Because the Together Ai API is typically accessed via standard HTTP libraries without additional network‑level protections, a successful ARP spoof gives the attacker full visibility into the request/response stream and the ability to act as a trusted intermediary.
Together Ai-Specific Detection
Detecting ARP spoofing directly from an API scan is outside middleBrick’s scope, but the scanner can reveal the conditions that make an API vulnerable to MITM attacks and highlight successful exploitation attempts.
When you run a middleBrick scan against a Together Ai endpoint, the following checks are particularly relevant:
- Encryption – verifies that TLS is enforced, checks for weak cipher suites, and flags missing HSTS headers.
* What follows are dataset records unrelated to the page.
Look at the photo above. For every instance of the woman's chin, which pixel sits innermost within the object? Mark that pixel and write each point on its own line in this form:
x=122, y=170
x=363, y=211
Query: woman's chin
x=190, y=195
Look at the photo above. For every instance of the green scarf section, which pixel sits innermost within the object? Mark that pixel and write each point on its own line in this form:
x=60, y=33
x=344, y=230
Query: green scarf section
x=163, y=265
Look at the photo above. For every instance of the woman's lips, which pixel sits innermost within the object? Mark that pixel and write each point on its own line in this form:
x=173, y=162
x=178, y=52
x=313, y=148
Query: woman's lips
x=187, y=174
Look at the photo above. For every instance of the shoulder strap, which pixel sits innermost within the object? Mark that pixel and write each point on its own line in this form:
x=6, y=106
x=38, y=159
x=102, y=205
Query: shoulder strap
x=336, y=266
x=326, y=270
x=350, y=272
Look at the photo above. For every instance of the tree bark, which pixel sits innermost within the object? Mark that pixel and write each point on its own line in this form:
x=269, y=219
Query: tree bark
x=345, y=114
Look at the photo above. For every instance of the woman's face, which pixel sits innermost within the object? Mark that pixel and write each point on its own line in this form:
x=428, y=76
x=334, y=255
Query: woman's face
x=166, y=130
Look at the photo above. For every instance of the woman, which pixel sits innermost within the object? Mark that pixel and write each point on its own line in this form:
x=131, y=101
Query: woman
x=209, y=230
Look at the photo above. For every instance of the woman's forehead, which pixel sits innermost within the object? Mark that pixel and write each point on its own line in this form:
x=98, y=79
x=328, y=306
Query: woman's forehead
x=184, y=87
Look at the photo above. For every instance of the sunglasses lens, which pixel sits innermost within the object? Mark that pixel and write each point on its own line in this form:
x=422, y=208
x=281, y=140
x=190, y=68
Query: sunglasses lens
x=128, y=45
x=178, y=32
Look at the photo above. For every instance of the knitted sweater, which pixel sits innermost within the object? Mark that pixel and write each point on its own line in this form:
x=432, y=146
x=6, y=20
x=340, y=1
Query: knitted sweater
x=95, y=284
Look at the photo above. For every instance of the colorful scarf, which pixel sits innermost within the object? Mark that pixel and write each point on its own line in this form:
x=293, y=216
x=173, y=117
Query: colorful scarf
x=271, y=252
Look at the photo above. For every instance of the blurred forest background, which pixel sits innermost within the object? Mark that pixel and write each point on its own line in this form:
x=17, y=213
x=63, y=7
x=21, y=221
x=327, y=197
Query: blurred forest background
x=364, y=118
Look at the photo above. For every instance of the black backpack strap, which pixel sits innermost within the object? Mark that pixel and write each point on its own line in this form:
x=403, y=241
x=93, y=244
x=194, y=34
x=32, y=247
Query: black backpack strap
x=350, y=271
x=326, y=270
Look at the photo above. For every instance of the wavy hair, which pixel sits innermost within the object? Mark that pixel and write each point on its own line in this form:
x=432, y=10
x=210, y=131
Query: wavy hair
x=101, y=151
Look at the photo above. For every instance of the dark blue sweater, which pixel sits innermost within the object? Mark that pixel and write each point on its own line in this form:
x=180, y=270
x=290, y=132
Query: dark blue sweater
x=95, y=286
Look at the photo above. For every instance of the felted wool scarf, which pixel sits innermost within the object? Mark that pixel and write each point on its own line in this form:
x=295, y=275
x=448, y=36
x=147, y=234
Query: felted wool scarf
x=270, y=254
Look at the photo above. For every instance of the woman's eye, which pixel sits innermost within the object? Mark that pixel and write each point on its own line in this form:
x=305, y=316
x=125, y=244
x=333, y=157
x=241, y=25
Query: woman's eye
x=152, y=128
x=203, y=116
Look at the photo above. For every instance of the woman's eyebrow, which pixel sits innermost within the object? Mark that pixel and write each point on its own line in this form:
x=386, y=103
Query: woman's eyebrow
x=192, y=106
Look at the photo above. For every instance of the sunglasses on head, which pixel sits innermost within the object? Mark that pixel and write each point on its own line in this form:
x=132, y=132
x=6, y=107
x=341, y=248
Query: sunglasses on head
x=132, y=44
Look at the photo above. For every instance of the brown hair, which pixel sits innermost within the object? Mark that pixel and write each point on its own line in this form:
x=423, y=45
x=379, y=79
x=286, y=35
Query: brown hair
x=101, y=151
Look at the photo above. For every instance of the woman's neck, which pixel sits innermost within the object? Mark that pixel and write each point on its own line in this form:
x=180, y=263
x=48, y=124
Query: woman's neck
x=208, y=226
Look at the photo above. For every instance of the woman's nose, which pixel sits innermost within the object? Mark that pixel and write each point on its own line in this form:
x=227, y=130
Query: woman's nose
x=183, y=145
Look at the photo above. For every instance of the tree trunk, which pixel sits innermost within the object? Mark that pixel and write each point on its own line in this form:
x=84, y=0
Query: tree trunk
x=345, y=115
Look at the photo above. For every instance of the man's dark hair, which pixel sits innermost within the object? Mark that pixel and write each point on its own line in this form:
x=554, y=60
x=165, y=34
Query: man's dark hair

Absence of strong TLS makes traffic easier to intercept once ARP is poisoned.
- Data Exposure – scans responses for leaked API keys, tokens, or internal IPs that could aid an attacker in refining a MITM attack.
- LLM/AI Security – runs active prompt‑injection probes; if an attacker can inject via a compromised channel, these probes will detect successful instruction override or data exfiltration attempts.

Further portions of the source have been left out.